To address the risks of over-discharge, solar energy storage batteries are equipped with multiple layers of protection mechanisms, with the Battery Management System (BMS) serving as the core. The BMS continuously monitors the voltage, current, and State of Charge (SOC) of each individual battery cell in real time, maintaining the SOC within a safe range—usually between 20% and 80% to avoid over-discharge and over-charge. When the BMS detects that the voltage of any cell drops below the safe minimum threshold or the SOC falls to around 20%, it immediately triggers protective actions: disconnecting the battery from the load to stop further discharge, sending an alert to the system, and in some advanced systems, initiating a low-current recharge to restore the battery to a safe voltage level.
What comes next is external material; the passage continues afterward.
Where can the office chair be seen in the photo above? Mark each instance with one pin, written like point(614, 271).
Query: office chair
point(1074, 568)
This real-time monitoring and rapid intervention effectively prevent the battery from being discharged beyond its safe limits, preserving cell integrity and extending the overall lifespan of the battery pack.

In addition to the BMS, physical and chemical safeguards are also integrated into the design of solar energy storage batteries to enhance over-discharge protection. Some batteries use separator materials with thermal shutdown properties; when the battery temperature rises due to increased internal resistance caused by over-discharge, the separator shrinks and blocks the flow of ions, stopping the discharge process. Chemical additives in the electrolyte also play a crucial role: certain additives form a protective layer on the electrode surfaces during over-discharge, preventing excessive degradation of the electrode materials and reducing the risk of electrolyte decomposition. These multi-layered protection mechanisms work together to ensure that solar energy storage batteries operate safely and reliably, even in harsh or unstable operating environments, supporting the efficient and long-term use of solar energy storage systems.